Leila Sadouki, Boualem Haddad

Abstract

In order to remove the undesirable clutter which reduces the radar performances and causes significant errors in the rainfall estimation, we implemented in this paper an algorithm deals with the classification of radar echoes. The radar images studied are those recorded in Sétif (Algeria) every 15 minutes, we used a combination of textural approach, with the grey-level co-occurrence matrices, and a grid partition based fuzzy inference system, named ANFIS-GRID. We have used two parameters, namely Energy and local homogeneity that are considered to be the most effective in discriminating between precipitation echoes and clutter.

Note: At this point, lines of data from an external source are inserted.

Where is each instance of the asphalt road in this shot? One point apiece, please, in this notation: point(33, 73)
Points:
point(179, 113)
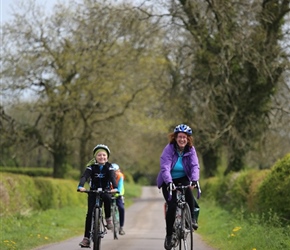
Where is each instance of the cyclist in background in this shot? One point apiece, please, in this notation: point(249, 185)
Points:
point(178, 165)
point(101, 174)
point(120, 196)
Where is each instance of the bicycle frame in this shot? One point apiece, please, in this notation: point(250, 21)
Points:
point(115, 216)
point(98, 228)
point(182, 228)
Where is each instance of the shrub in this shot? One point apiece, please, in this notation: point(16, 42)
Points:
point(20, 193)
point(273, 193)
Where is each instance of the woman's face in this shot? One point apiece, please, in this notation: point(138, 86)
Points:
point(181, 140)
point(101, 157)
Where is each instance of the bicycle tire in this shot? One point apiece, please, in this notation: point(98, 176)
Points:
point(97, 230)
point(186, 237)
point(116, 223)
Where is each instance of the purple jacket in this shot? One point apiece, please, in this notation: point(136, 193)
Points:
point(168, 159)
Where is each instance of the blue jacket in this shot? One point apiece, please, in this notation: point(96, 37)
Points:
point(168, 159)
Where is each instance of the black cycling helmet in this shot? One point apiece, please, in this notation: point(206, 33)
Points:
point(102, 146)
point(183, 128)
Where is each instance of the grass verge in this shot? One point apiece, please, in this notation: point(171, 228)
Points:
point(241, 231)
point(34, 229)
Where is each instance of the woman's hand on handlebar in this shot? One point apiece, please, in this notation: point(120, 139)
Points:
point(81, 189)
point(114, 190)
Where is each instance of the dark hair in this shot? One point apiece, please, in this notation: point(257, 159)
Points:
point(172, 139)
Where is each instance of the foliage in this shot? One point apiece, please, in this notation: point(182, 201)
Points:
point(257, 191)
point(241, 230)
point(273, 194)
point(36, 193)
point(229, 66)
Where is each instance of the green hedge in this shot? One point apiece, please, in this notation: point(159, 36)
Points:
point(21, 194)
point(253, 190)
point(274, 193)
point(35, 172)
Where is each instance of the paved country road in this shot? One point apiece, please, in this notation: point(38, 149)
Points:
point(144, 226)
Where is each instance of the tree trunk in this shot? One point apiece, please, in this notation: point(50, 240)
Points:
point(210, 161)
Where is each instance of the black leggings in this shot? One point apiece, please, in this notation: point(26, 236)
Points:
point(91, 204)
point(171, 209)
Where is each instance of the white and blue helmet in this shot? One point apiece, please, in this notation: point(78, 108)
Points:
point(102, 146)
point(115, 166)
point(183, 128)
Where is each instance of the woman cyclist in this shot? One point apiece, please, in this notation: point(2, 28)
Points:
point(178, 166)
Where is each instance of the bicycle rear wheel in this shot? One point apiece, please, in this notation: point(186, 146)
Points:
point(186, 238)
point(97, 230)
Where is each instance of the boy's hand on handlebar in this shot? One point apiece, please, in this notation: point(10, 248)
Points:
point(114, 190)
point(170, 186)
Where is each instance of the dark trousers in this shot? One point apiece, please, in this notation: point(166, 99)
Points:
point(171, 205)
point(91, 204)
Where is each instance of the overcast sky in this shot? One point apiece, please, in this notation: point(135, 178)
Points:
point(6, 5)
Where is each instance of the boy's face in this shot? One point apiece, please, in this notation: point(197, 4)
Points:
point(102, 157)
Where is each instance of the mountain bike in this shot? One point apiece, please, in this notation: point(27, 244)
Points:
point(116, 218)
point(99, 228)
point(182, 237)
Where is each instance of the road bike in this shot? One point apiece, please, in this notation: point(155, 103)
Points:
point(115, 217)
point(182, 237)
point(99, 227)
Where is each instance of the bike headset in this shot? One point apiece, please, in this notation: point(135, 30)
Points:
point(183, 128)
point(102, 146)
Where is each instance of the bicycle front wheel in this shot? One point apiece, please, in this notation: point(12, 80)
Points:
point(116, 223)
point(97, 230)
point(186, 237)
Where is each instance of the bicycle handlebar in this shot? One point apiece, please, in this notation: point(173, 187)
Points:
point(98, 191)
point(197, 186)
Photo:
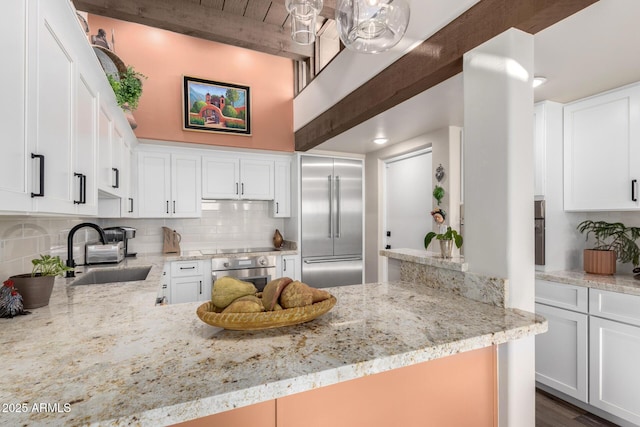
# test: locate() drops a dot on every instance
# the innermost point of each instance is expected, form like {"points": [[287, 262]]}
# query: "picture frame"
{"points": [[218, 107]]}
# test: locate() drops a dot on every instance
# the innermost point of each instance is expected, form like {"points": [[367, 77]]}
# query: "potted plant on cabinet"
{"points": [[447, 239], [614, 241], [128, 90], [36, 287]]}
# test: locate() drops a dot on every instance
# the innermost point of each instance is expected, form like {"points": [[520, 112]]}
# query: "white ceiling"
{"points": [[592, 51]]}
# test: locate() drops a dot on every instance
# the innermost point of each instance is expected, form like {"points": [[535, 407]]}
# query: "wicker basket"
{"points": [[265, 319]]}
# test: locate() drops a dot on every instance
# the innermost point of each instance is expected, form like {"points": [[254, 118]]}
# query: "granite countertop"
{"points": [[106, 355], [621, 283]]}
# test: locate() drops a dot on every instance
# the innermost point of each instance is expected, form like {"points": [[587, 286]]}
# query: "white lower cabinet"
{"points": [[561, 353], [190, 281], [591, 355]]}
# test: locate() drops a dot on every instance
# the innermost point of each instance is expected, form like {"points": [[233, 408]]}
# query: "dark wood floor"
{"points": [[553, 412]]}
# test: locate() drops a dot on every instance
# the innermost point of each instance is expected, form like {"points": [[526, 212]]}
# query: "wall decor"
{"points": [[212, 106]]}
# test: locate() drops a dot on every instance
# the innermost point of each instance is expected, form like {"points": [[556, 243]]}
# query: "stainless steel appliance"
{"points": [[331, 221], [99, 253], [121, 234], [539, 215], [258, 270]]}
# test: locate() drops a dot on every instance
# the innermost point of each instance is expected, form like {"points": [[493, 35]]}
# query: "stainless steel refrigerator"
{"points": [[331, 221]]}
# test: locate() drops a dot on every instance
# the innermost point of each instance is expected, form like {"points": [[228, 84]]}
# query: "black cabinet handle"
{"points": [[117, 177], [41, 158], [78, 202], [83, 185]]}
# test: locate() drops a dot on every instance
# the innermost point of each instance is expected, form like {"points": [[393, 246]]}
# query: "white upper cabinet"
{"points": [[237, 177], [602, 151], [53, 94], [282, 189], [169, 185]]}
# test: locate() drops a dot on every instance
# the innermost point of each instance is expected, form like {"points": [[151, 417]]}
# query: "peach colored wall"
{"points": [[164, 57]]}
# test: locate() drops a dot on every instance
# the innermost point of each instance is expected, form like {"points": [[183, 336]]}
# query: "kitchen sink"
{"points": [[113, 275]]}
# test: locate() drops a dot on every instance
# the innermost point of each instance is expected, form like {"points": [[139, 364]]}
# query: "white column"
{"points": [[498, 195]]}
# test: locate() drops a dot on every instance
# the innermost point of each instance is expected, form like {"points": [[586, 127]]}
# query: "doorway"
{"points": [[408, 203]]}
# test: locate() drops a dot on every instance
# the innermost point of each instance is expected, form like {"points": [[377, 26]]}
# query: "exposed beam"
{"points": [[328, 8], [187, 17], [434, 61]]}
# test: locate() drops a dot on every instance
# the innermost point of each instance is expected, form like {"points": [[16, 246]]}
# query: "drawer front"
{"points": [[614, 305], [562, 295], [186, 268]]}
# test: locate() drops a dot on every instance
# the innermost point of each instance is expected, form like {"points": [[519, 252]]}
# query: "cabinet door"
{"points": [[51, 106], [85, 185], [614, 368], [186, 190], [256, 179], [561, 353], [602, 152], [186, 289], [282, 190], [539, 147], [105, 131], [220, 177], [154, 184], [15, 189]]}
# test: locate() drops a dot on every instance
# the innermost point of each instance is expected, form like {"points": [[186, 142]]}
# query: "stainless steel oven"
{"points": [[258, 270]]}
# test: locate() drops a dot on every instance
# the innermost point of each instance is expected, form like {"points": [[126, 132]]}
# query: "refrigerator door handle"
{"points": [[338, 207], [321, 260], [330, 206]]}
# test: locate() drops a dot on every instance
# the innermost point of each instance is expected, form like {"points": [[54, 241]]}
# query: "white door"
{"points": [[408, 188], [408, 201]]}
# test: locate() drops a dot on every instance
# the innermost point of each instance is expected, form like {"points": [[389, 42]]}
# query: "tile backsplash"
{"points": [[224, 224]]}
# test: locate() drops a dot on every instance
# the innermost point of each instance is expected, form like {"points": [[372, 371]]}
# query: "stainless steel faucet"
{"points": [[72, 232]]}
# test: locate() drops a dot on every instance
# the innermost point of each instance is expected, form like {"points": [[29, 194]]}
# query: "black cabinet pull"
{"points": [[78, 202], [117, 177], [41, 158], [83, 185]]}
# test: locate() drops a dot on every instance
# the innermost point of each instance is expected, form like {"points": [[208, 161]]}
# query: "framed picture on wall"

Those parameters are used as inputs for the ANFIS-GRID, while the output of this system is the radar echo types. In function of the best mean rate of correct recognition and using two different optimization methods, the structure with 2 inputs, 4 membership functions, 16 rules and 1 output was selected as the most efficient ANFIS-GRID. This method gives a mean rate of correct recognition of echoes to over 93.52% (91.30% for precipitation echoes and 95.60% for clutter). In addition, the proposed approach gives a process maximum time of less than 90 seconds, which allows the filtering of the images in real time.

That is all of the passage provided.